# Components:
→ Dairy & Cheese
01 - 7 oz brie cheese, rind removed and cut into 24 small cubes
→ Pastry
02 - 1 sheet frozen puff pastry (approximately 8.8 oz), thawed
→ Fruit & Preserves
03 - ½ cup cranberry sauce (whole berry or homemade)
→ Garnish
04 - 1 tablespoon fresh rosemary, finely chopped
05 - 2 tablespoons chopped pistachios (optional)
→ Egg Wash
06 - 1 large egg, beaten with 1 tablespoon water
# Method:
01 - Preheat oven to 400°F. Line a large baking sheet with parchment paper.
02 - Unfold the thawed puff pastry and cut into 24 equal squares.
03 - Press each square gently into the cups of a 24-cup mini muffin tin to form bases.
04 - Place one cube of brie into each pastry cup.

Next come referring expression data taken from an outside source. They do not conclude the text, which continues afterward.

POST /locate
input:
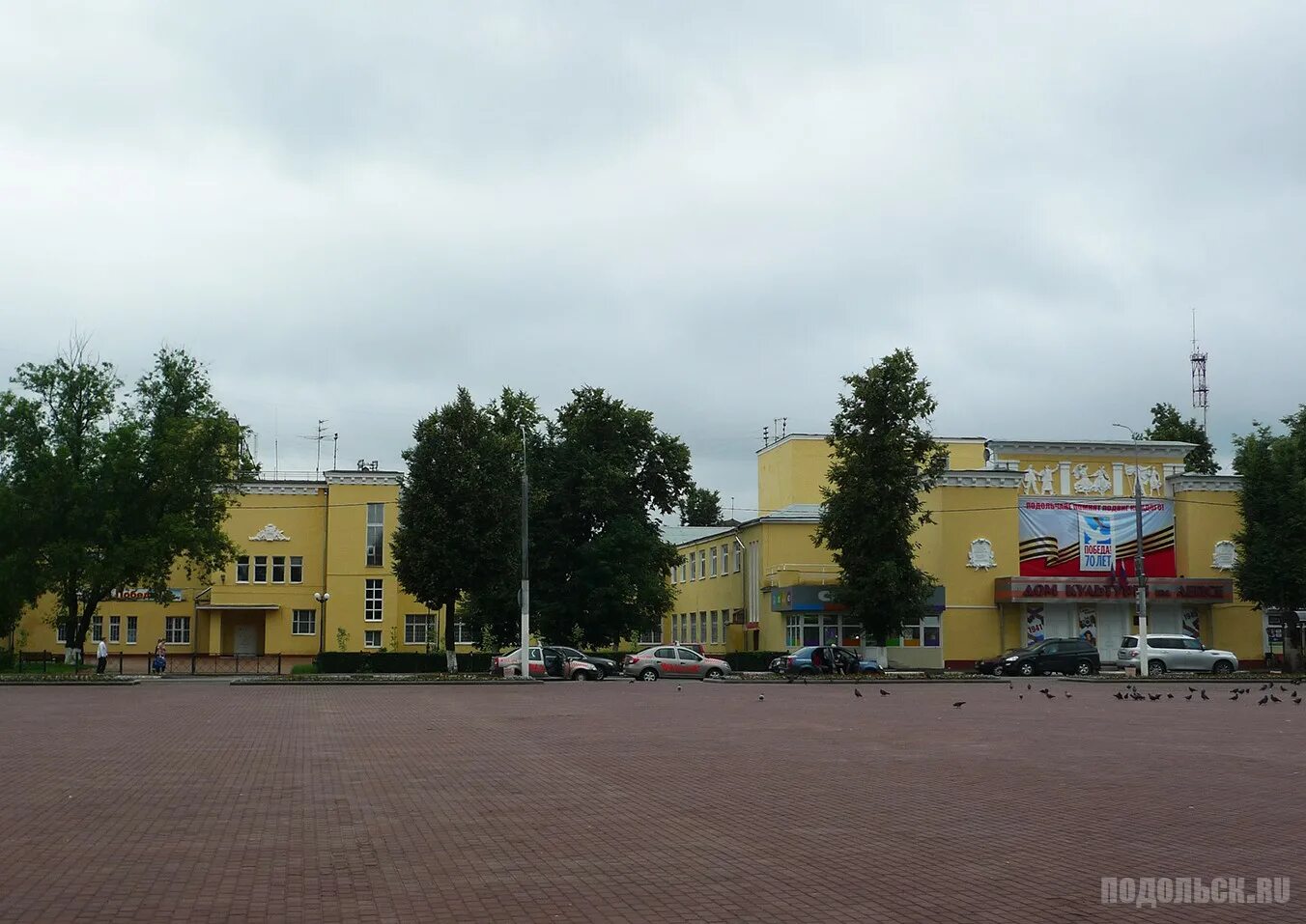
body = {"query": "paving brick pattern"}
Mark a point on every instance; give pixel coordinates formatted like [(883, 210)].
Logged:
[(619, 801)]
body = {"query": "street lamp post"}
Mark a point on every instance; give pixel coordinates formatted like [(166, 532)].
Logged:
[(322, 597), (525, 561), (1140, 575)]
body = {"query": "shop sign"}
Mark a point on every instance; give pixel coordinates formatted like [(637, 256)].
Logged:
[(134, 594)]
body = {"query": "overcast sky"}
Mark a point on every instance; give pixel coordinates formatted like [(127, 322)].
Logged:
[(711, 209)]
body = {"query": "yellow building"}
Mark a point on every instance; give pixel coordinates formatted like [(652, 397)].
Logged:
[(315, 563), (1005, 547)]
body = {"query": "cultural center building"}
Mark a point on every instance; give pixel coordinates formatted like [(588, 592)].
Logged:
[(1031, 541)]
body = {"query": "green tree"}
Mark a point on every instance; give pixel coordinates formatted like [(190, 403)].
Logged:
[(598, 561), (1167, 424), (700, 508), (459, 504), (1271, 567), (125, 490), (883, 462)]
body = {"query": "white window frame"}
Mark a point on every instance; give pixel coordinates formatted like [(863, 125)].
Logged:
[(374, 603), (414, 622), (297, 624), (177, 630), (375, 535)]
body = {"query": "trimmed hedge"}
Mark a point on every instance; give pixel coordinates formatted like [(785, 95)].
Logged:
[(399, 661), (752, 660)]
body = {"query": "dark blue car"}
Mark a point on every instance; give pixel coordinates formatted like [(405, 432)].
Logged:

05 - Spoon approximately 1 teaspoon of cranberry sauce on top of the brie in each cup.
06 - Brush the exposed edges of the pastry lightly with the prepared egg wash.
07 - Bake for 18 to 20 minutes until the pastry is golden and the cheese is bubbly.
08 - Allow to cool for 5 minutes, then carefully remove tartlets from the muffin tin.
09 - Arrange the tartlets in a wreath shape on a serving platter. Garnish with chopped rosemary and optional pistachios. Serve warm.